That message hit a wall with Delaware’s Democrats, and Coons outspent Scarane, while securing the endorsement of the elected members of his party as well as a strong endorsement from Biden. Coons also said he wouldn’t side with Republicans who blocked a potential Biden agenda if Democrats won control of the Senate in November.
“If Minority Leader [Mitch] McConnell — doesn’t that sound good? — uses the filibuster to block progress … then I’m not going to stand by and watch,” Coons said in an interview this past weekend.
Republicans were set to pick a challenger to Coons, with the state party endorsing attorney Jim DeMartino over Trump campaign activist Lauren Witzke, who has tweeted about her belief in the QAnon conspiracy theory. Entering the day, Witzke had raised nearly $170,000 to DeMartino’s nearly $47,000.
The Delaware contest marked the end of six months of partisan primaries.
Coons, who has derided President Trump and also challenged the Democratic Party’s far left, aired TV spots and distributed mail that emphasized his support from Biden.
It was Coons, who received a master’s degree in ethics from Yale Divinity School, who spoke of Biden’s faith at the Democratic convention nominating the party’s presidential standard-bearer last month, saying, “I’ve known Joe about 30 years, and I’ve seen his faith in action.”
Scarane did not attract the endorsements or fundraising numbers of the year’s major left-wing campaigns, like New York congressional candidate Jamaal Bowman, who won his Democratic primary race. But her campaign said Monday that it had made more than 900,000 voter contact attempts, reaching most of Delaware’s Democratic voters. It returned to in-person canvassing last month, while Coons’s campaign did not.
The senator outspent Scarane on ads.
“I have an election, and I’m delivering the resources needed to win the election,” said Coons. “I don’t think that says I’m on the run. It says that I’m standing for reelection.”
The senator did not debate Scarane, but the race finished the story of the left’s primary campaigning this year, which unseated three House Democrats and won a string of victories down the ballot. Delaware Democrats control every statewide office and a majority in the legislature, and Gov.
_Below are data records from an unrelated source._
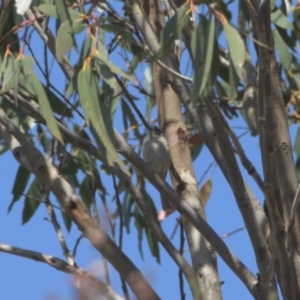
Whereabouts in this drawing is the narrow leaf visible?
[31,73,64,144]
[8,166,31,212]
[78,65,126,170]
[152,4,190,60]
[224,23,246,78]
[38,4,84,22]
[56,21,73,62]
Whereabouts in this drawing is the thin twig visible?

John Carney had only a nominal primary challenge.
Republicans, who have not won a statewide race in Delaware since 2014, faced serious disadvantages this year. Their best-known candidate for governor, state Sen. Colin Bonini, ran and lost to Carney by 19 points four years ago; Carney, whose response to the coronavirus pandemic has been popular, was in a stronger position this time. Bonini had five primary opponents, including lawyer Julianne Murray, who was endorsed by the state Republican Party.
The GOP was also picking its challenger to Coons, who was first elected when conservative activist Christine O’Donnell unexpectedly won the party’s primary then flamed out in the general election after having to insist to voters that she didn’t practice witchcraft. Delaware Republicans endorsed DeMartino but he was heavily outspent by Witzke, a pro-Trump activist who has tweeted the slogan (“WWG1WGA”) of the QAnon conspiracy movement.
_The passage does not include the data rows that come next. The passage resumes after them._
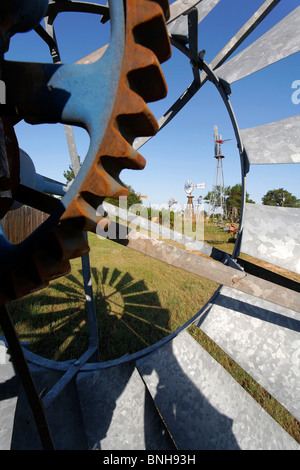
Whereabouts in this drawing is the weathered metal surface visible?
[1,0,170,301]
[241,204,300,274]
[100,221,300,312]
[168,0,220,36]
[241,115,300,165]
[215,7,300,83]
[133,0,280,150]
[76,363,174,451]
[195,287,300,420]
[137,332,299,450]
QAnon conspiracy theorists believe that Trump is battling a cabal of “deep state” saboteurs who worship Satan and traffic children for sex. The FBI has identified the movement as a potential domestic terrorist threat.
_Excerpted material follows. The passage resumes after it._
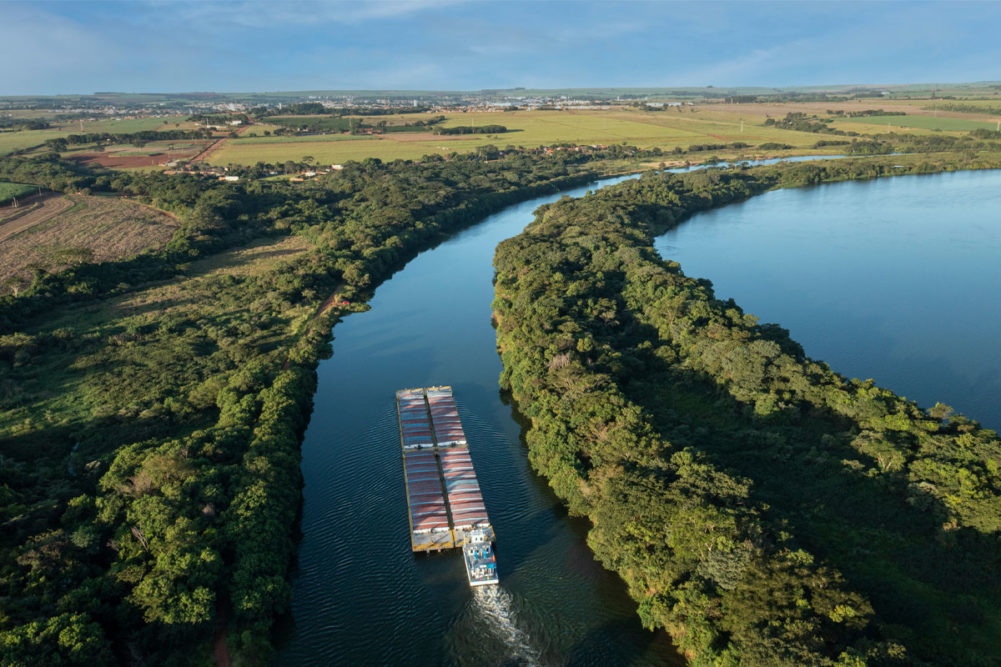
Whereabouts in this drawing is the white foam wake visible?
[472,586,542,665]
Though not endorsed by Trump, Witzke tweeted at the president and his son Donald Trump Jr. on Monday, claiming that a child had been egged at one of her campaign events. The president’s son retweeted it.
The president stayed out of the House primary race, too, though the state GOP endorsed Lee Murphy, an actor and perennial candidate, in the contest to face Democratic Rep. Lisa Blunt Rochester.
Louisiana will hold all-party primaries on Election Day on Nov. 3, and Georgia will hold an all-party primary for the seat held by Sen. Kelly Loeffler (R).